孟浅笑眯眯地逐客,苍厉无奈地从椅子上站起来,合着今天孟浅也要他去睡书房,两个人虽说是夫妻,但是至今都还没有同睡过一间房。
“行吧,那我过去了,明天我就派人去查星河的事,对了,明天我还要去军营一趟,你要不要一起去。”
苍厉走到门口的时候突然想起来这件事,转身对着孟浅说道,孟浅想了想,摆摆手,漫不经意地回答道:“明天我就不去了,我还得在王府里教星河一些武功,再说了,韩璋不是说我整天往军营里跑,一点都没个王妃样嘛,你就不用操心了。”

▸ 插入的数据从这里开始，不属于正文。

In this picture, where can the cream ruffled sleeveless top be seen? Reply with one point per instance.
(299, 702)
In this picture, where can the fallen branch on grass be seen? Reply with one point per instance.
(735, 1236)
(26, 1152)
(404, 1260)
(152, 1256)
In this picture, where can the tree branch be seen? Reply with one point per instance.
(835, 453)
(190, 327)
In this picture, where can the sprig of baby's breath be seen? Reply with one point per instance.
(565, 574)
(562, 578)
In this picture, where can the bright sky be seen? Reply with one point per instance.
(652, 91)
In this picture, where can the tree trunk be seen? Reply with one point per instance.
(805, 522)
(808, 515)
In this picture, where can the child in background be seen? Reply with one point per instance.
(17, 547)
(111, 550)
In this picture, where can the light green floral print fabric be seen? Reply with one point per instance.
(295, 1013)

孟浅顺手给韩璋带了一个锅,苍厉也找不出什么反驳的话,只好离开了梧桐院。
这时小葵带领几名侍女上来收拾残羹冷炙,见到王爷离开,小葵顿时就失望了,她心想王妃这次又没有留下王爷,难道是真的不准备邀宠了嘛。
一心向着自家主子的小葵也不由得在心里为孟浅暗暗着急,孟浅没有什么弯弯肠子,说话又直来直去,对她们这些下人也都十分的好。

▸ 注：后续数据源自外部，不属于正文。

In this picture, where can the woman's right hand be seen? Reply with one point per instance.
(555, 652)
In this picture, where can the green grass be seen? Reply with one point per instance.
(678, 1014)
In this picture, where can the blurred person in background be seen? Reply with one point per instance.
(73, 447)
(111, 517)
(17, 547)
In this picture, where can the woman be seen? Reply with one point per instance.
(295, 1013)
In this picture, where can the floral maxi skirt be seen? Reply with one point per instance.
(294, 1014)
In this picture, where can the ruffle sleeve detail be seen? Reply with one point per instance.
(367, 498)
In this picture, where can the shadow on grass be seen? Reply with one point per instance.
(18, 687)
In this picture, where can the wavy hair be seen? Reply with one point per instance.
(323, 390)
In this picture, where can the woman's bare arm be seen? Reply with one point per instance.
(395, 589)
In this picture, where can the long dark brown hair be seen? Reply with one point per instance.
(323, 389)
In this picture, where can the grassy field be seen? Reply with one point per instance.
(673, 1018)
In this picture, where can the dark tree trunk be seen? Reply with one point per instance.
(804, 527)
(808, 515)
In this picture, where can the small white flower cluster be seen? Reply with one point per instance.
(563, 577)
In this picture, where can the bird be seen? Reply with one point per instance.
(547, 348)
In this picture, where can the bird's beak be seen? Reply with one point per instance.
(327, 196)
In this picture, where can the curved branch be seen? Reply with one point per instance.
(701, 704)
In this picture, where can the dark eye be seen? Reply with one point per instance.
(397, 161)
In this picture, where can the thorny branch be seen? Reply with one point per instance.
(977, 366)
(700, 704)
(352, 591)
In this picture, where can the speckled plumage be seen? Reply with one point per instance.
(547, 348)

不像是住在西边的那位,但小葵也看得出来月蝉其实对王爷有那么几分意思,只是月蝉在王府里的威望和名声还是很高,小葵也只好变了法子委婉提醒着孟浅要注意提防着月蝉。
“她?我觉得月蝉还挺好的,我上次受伤了,也是月蝉替我治疗的,我想她应该不会对我怎么样吧。”
孟浅淡淡地说道,她不是没有注意到今天来用膳的苍厉衣着上的变化,她还以为是苍厉转了性子,突然想试试文弱书生风,但是面对星河的时候,苍厉依旧还是那个雷厉风行的王爷。
孟浅想到这儿,轻声笑了起来,如果柔弱的月蝉能够攻下这样的苍厉,那她也很拭目以待。
“主子您……真是大度。”
小葵憋屈地说道,除了大度这个词,她真的想不到用什么形容词来描述孟浅,孟浅毫不在意地耸耸肩,情情爱爱这回事离她还远着呢。
“行了,快去看看有没有热水,本王妃要沐浴。”
孟浅大手一挥,虽然没有和苍厉做真正的夫妻,但是作为王妃的待遇她还是十分享受的。
“知道了。”
小葵认命地说道,默默的叹口气,心道算了算了,王妃这个样子也挺好的,自己也就不要瞎操心她和王爷之间的事情了。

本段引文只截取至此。